Diante de tal contexto, no estado de São Paulo, o crédito outorgado de 7% (sete por cento) sobre as saídas internas com carne e demais produtos comestíveis frescos, resfriados, congelados, salgados ou temperados, resultantes do abate de aves, leporídeo e gado bovino, bufalino, caprino, ovino ou suíno, previsto no artigo 40 do Anexo III do RICMS, expressamente determina que sua utilização substitui o aproveitamento de quaisquer outros créditos de ICMS, sem considerar a possibilidade de o contribuinte possuir processos produtivos distintos, beneficiados e não beneficiados pelo referido crédito outorgado, tais como a produção de embutidos, enlatados, linguiças, subprodutos do abate e afins.
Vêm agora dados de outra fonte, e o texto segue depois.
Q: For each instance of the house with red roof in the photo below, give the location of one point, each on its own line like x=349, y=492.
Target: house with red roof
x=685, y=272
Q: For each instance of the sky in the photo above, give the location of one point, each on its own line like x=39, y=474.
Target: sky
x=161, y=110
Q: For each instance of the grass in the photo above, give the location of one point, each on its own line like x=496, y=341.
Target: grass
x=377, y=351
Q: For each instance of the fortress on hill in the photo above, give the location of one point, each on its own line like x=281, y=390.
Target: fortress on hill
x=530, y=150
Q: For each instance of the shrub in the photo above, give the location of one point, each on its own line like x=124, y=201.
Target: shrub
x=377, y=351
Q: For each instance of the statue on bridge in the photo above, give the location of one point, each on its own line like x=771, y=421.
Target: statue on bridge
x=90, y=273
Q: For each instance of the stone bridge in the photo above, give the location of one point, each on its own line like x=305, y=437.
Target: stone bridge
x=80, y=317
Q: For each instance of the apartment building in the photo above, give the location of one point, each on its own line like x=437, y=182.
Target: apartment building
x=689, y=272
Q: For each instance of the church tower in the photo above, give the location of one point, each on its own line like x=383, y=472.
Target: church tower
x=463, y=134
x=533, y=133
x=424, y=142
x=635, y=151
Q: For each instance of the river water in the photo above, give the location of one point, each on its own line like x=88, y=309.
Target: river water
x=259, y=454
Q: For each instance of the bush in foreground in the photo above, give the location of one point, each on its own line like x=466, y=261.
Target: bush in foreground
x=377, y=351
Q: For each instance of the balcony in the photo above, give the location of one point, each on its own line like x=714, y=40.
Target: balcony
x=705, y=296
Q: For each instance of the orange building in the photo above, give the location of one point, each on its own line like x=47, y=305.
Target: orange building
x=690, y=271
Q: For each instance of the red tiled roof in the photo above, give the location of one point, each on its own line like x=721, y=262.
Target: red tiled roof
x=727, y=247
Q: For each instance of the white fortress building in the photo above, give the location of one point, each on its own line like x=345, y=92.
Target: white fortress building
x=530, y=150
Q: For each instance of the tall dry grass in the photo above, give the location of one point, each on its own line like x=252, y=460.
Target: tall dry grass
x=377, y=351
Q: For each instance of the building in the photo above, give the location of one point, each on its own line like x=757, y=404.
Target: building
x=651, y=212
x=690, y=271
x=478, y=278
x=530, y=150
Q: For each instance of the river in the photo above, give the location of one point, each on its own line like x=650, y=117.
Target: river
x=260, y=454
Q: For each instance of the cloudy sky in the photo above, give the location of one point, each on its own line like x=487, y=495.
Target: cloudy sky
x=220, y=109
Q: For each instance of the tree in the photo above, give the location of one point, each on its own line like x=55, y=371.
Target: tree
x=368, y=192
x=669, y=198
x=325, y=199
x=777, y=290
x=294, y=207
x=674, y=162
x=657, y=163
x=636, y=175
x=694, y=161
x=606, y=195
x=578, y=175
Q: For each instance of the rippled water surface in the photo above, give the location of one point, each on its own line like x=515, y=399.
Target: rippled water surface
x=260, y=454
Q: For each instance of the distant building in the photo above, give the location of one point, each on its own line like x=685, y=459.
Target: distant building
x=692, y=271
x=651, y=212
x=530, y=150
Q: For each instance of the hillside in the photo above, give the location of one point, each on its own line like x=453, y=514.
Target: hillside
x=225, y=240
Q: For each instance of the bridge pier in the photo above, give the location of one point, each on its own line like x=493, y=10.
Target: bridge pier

Nesses casos e em linha com o princípio da não cumulatividade, é de se concluir que:
os insumos adquiridos e diretamente vinculados às operações beneficiadas pelo crédito outorgado não darão direito à manutenção do crédito de ICMS, uma vez que expressamente vedado pelo dispositivo,
os insumos mistos, comumente utilizados na produção de mercadorias cuja saída seja beneficiada e não beneficiada pelo crédito outorgado serão proporcionalizados com a finalidade de especificamente determinar a parcela vinculada à atividade beneficiada e, em relação à qual há vedação de manutenção do crédito do imposto; e
os insumos direta e exclusivamente vinculados à operação cujos produtos não são beneficiados com o crédito outorgado, dão direito à manutenção integral do crédito de ICMS.
Ocorre, contudo, que especificamente em relação ao crédito do ICMS decorrente das operações beneficiadas pelo crédito outorgado do artigo 40, Anexo III, do RICMS, o governo paulista editou a Portaria CAT 55/2017, por meio da qual estabelece regra de proporção do crédito dos insumos, a fim de delimitar que o estorno seja realizado apenas na medida em que utilizado na fabricação de produtos beneficiados.
Em suma, a Portaria CAT 55/2017 estabelece simples fórmula de proporção para apuração do montante a ser estornado pelo contribuinte (E), qual seja, a razão entre as saídas beneficiadas (B) sobre o total de saídas realizadas (T), multiplicada pelo montante de crédito escriturado (C) (E=B/TxC), mencionando em seu artigo 4º, inclusive, que devem ser observadas as demais regras de manutenção do crédito previstas na legislação para os estabelecimentos que que realizarem operações de saída não amparadas pelo referido benefício, de forma a garantir o crédito do ICMS relativo à respectiva entrada da mercadoria.
Por não haver menção expressa na referida portaria em relação à quais créditos devem ser considerados na variável C como “valor do crédito escriturado no período”, se aqueles decorrentes da aquisição de todo e qualquer insumo, ainda que não vinculado às saídas não beneficiadas pelo crédito outorgado ou somente aqueles decorrentes de eventuais insumos comumente utilizados na fabricação de produtos beneficiados e não beneficiados pelo crédito outorgado, os contribuintes se socorreram do mecanismo de consulta tributária com a finalidade de obter posicionamento expresso da Secretaria da Fazenda para correta aplicação da regra de proporção.
Contudo, longe de esclarecer a questão e gerando ainda maior incerteza e dúvida sobre o assunto, a Consultoria Tributária da Secretaria da Fazenda do Estado de São Paulo formalizou entendimento, como por exemplo na Resposta à Consulta Tributária 31688/2025, no sentido de que deve ser considerado na variável “total de crédito escriturado no período”, “todo e qualquer crédito a que o contribuinte faria jus, independentemente do crédito outorgado em análise (…) com exceção daqueles previstos no § 4º do artigo 40 do Anexo III do RICMS/2000”, sem sequer abordar o disposto no artigo 4º da Portaria CAT 55/2017.
Ocorre que, como demonstrado inicialmente, admitir a inclusão de todo e qualquer crédito na regra de proporção, contraria a lógica imposta pelo próprio princípio da não cumulatividade, uma vez que, mesmo que o insumo adquirido esteja exclusivamente vinculado à operações não beneficiadas pelo crédito outorgado, o crédito decorrente da referida aquisição estaria restrito ao percentual de estorno apurado pela regra de proporção, diminuindo, inclusive, o alcance do benefício instituído pelo estado de São Paulo, podendo resultar na necessidade de estorno de créditos em montante superior ao que expressamente determina a legislação específica.